The California Supreme Court today upheld Proposition 66, which will radically change the state’s current death penalty law, and will most likely open the door for executions to resume after a 10-year hiatus.
Today’s decision was the result of a lawsuit brought by former California Attorney General John Van de Kamp and Ron Briggs, and filed on their behalf by the law firm Orrick, Herrington and Sutcliffe immediately after Prop 66 passed. They argued that the initiative:
- Violates the single-subject rule, which requires that a proposition can change only one subject under an initiative;
- Illegally interferes with the courts’ power to hear original petitions for writ of habeas corpus (allowing inmates to show innocence or that trials were unconstitutional);
- Violates equal protection principles by treating capital prisoners differently from other prisoners with respect to successive habeas corpus petitions;
- Violates the “separation of powers” rules, which hold that the legislature or the people cannot dictate how the court conducts the court’s business. Separation of powers is related to “checks and balances,” a principle that ensures that one branch of government does not have more power than another.
The Court rejected all of the challenges in its decision. However, it said that the initiative’s requirement that death penalty appeals should be completed within five years could not be deemed mandatory.
“Its provision that the courts ‘shall complete the state appeal and the initial state habeas corpus review in capital cases’ within five years is properly construed as an exhortation to the parties and the courts to handle cases as expeditiously as is consistent with the fair and principled administration of justice,” the Court said.
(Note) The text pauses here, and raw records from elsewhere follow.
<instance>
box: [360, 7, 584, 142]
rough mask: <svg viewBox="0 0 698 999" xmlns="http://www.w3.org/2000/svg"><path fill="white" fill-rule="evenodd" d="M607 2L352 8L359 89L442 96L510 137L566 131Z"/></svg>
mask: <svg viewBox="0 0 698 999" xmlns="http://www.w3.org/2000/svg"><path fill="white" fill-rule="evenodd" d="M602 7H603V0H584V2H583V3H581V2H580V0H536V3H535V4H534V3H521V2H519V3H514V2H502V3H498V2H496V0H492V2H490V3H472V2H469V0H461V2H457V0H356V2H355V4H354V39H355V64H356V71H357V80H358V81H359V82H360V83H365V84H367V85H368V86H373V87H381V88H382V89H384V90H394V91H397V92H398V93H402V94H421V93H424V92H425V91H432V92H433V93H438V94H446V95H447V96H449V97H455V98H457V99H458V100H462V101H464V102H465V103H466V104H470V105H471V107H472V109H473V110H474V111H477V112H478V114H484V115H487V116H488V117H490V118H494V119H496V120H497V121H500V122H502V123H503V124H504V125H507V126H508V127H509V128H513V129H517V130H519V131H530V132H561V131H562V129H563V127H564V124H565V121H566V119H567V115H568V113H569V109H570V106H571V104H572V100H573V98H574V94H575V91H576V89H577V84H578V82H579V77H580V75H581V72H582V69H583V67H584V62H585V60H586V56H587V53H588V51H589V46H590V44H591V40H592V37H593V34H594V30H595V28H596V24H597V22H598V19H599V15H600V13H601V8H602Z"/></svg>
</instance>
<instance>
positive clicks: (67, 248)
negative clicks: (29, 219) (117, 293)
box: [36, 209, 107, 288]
Christina Von Der Ahe, an attorney with Orrick, Herrington & Sutcliffe, who argued the case on behalf of Briggs and Van de Kamp, said, “We are gratified that the California Supreme Court recognized the unconstitutionality of Proposition 66’s attempt to impose unrealistic deadlines on the courts’ consideration of capital appeals. While the Court did not strike down those deadlines, it rendered them toothless by construing them as permissive goals, rather than as mandatory deadlines.”
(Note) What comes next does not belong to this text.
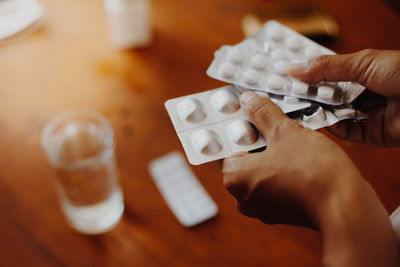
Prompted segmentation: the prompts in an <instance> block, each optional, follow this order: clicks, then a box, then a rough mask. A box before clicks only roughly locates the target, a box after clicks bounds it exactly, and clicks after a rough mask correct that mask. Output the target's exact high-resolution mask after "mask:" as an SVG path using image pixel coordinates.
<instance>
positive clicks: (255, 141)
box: [227, 120, 258, 146]
mask: <svg viewBox="0 0 400 267" xmlns="http://www.w3.org/2000/svg"><path fill="white" fill-rule="evenodd" d="M227 130H228V134H229V137H230V138H231V140H232V141H233V142H234V143H235V144H237V145H239V146H250V145H252V144H254V143H255V142H257V140H258V133H257V132H256V130H255V129H254V127H253V125H251V124H250V122H249V121H247V120H237V121H234V122H232V123H231V124H229V125H228V129H227Z"/></svg>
Robert M. Sanger, a criminal defense attorney and DPF Board Member, who filed an amicus brief to the lawsuit, said today’s decision, while disheartening, did leave the door open to challenges in individual cases. “All issues, whether raised or not in this case, can and will still be raised in individual cases when they violate an individual’s rights, and, in fact, 66 may have actually created additional opportunities for people sentenced to death to challenge their sentences,” he said.
There are currently 748 people on San Quentin’s death row. California’s last execution was in 2006.